Giardini, Giovanni
Disegni diversi inventati e delineati da Giovanni Giardini da Forlì… Parte prima (seconda).
(Roma), 1714.
Full Description
Folio. 2 parts in 1. Engr title, engr dedication, 53 engr plates; engr title, engr dedication, (46) engr plates numbered 54-99. First title leaf trimmed and mounted for an early owner. Contemporary marbled boards, rebacked with recent calf spine and corners. Some very occasional marginal spotting or other marks, but generally a good, fresh copy. Ink ownership inscription on first dedication leaf, also ink presentation inscription on front free endpaper, from Carl Drepperd to Rob Hostetter, 1954.

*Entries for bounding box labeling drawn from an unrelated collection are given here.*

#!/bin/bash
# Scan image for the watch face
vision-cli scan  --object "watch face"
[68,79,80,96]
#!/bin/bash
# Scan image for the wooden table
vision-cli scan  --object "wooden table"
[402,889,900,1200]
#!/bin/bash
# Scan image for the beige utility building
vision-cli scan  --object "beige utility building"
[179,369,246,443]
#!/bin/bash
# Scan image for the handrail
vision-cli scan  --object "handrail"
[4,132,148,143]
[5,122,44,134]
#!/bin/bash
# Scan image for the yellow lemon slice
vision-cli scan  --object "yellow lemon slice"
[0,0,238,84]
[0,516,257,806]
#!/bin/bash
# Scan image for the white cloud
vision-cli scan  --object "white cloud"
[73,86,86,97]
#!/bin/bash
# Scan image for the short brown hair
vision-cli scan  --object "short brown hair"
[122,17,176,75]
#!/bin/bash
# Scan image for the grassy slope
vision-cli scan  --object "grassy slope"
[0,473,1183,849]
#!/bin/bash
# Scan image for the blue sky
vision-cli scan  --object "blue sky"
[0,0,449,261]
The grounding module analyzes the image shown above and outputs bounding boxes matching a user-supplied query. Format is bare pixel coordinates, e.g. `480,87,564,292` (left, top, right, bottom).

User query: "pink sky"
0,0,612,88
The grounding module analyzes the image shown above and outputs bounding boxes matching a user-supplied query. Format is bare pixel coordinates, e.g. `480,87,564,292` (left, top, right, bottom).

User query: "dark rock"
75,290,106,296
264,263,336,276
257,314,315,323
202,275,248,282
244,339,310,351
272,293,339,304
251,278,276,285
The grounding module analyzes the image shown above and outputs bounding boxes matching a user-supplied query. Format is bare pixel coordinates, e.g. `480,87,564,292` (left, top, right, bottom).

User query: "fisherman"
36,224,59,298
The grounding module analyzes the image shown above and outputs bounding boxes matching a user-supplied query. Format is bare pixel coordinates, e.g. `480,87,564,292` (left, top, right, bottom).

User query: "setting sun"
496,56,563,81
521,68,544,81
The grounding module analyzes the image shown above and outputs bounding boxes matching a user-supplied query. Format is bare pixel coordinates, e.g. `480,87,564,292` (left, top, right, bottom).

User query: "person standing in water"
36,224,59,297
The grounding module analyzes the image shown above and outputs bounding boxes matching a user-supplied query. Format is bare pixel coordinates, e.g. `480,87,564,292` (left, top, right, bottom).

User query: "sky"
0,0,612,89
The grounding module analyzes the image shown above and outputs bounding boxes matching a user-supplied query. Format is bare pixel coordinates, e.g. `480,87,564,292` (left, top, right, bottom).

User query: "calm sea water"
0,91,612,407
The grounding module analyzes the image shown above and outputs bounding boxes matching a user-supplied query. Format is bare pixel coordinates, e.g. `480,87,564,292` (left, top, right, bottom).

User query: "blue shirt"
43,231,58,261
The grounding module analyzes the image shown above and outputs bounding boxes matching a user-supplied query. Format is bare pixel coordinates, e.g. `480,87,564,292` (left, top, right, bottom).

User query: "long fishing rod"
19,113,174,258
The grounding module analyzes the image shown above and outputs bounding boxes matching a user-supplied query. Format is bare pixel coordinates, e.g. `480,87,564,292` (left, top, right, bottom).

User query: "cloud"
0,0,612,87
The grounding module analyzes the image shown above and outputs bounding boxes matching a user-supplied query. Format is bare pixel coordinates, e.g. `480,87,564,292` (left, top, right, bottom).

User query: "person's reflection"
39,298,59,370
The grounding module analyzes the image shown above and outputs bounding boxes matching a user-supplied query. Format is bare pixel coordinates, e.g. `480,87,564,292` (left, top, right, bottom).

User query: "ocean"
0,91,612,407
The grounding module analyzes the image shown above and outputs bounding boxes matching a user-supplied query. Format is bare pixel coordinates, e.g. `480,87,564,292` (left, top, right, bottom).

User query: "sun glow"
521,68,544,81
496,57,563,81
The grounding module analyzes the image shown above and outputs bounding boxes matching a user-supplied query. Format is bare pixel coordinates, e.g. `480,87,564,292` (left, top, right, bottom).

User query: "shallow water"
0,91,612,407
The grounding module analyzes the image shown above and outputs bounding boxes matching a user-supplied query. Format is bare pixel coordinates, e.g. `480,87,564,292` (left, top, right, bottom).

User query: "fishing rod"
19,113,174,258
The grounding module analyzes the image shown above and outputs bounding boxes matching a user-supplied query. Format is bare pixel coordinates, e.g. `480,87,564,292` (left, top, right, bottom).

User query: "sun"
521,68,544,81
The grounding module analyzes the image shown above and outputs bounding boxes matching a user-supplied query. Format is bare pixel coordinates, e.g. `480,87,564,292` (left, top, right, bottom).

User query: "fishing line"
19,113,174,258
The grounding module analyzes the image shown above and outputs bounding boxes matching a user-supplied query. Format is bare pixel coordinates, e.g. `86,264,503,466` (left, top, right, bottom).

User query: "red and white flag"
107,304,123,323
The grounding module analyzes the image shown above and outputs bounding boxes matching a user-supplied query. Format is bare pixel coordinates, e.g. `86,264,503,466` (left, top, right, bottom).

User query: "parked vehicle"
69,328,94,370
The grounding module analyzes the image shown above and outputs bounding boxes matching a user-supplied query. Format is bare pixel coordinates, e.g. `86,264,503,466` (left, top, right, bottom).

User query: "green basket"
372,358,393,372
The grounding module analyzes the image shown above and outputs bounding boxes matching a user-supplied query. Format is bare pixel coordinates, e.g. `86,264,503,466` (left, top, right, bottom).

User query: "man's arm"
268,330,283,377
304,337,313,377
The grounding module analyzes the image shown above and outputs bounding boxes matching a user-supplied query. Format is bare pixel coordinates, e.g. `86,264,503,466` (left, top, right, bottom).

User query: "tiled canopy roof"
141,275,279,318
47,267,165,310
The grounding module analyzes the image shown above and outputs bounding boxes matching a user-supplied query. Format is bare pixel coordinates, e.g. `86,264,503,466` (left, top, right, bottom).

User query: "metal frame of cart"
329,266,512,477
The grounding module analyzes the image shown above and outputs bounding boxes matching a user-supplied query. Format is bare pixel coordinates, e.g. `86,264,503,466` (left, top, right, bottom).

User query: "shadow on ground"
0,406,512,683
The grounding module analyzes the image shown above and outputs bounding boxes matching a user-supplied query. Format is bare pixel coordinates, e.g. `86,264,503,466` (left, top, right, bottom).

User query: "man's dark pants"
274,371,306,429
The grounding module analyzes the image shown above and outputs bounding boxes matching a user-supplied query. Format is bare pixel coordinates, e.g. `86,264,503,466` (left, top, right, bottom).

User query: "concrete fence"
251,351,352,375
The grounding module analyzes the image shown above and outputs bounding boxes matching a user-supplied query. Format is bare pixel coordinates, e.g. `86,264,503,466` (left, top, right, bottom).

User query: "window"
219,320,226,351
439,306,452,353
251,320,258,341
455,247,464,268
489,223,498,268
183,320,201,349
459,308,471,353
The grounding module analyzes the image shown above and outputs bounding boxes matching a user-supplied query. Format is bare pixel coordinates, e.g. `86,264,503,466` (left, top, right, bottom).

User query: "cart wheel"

First edition of this spectacular and highly influential pattern book of secular and ecclesiastical designs for goldsmiths and silversmiths. Giovanni Giardini (1646-1721) was the leading goldsmith in Rome in the years around 1700. Born in Forlì, he was apprenticed to a Roman silversmith and by 1698 had been appointed the Vatican’s chief metalworker, with important ecclesiastical commissions throughout Italy and sometimes further afield (his commissions included a gloria for the cathedral of the Order of St. John in Malta in 1703). His reputation spread throughout Europe with the publication of the present work, the finest pattern book for metalworkers of the eighteenth century. Giardini’s sculptural baroque designs for chalices, candelabra, censers and secular mantel- and table pieces reminiscent of Bernini (some almost certainly impossible to produce in precious metal), were beautifully engraved by the Prague-born copper-engraver Maximilian Joseph Limpach, and they remained an influence on the design work of Italian goldsmiths well into the nineteenth century. This collection of Giardini’s designs remains significant for scholars, as relatively few examples of his executed pieces survive, many of those in the Papal collection having been taken from the Vatican and melted down by Napoleon’s troops. The book was reissued in 1750 by the Roman publisher Fausto Amideo, using the original copper plates, although in that version the original engraved dedication leaves are customarily omitted. The present copy of the edition of 1714 contains one less plate than usual, the plates being numbered 1-99 rather than (1), 2-100, but as our copy has its plate numbers handwritten in ink rather than engraved (the copy of this edition recently offered in Robin Halwas’s Catalogue 4 had engraved numbers), it may well represent the very earliest state of Giardini’s book. Cicognara 516 (with a slightly different title, “delineati per lampadi, candelabri ed altri simili arredi”, but of the same year); Berlin Cat 1141. Only one copy reported to NUC (New York Public Library).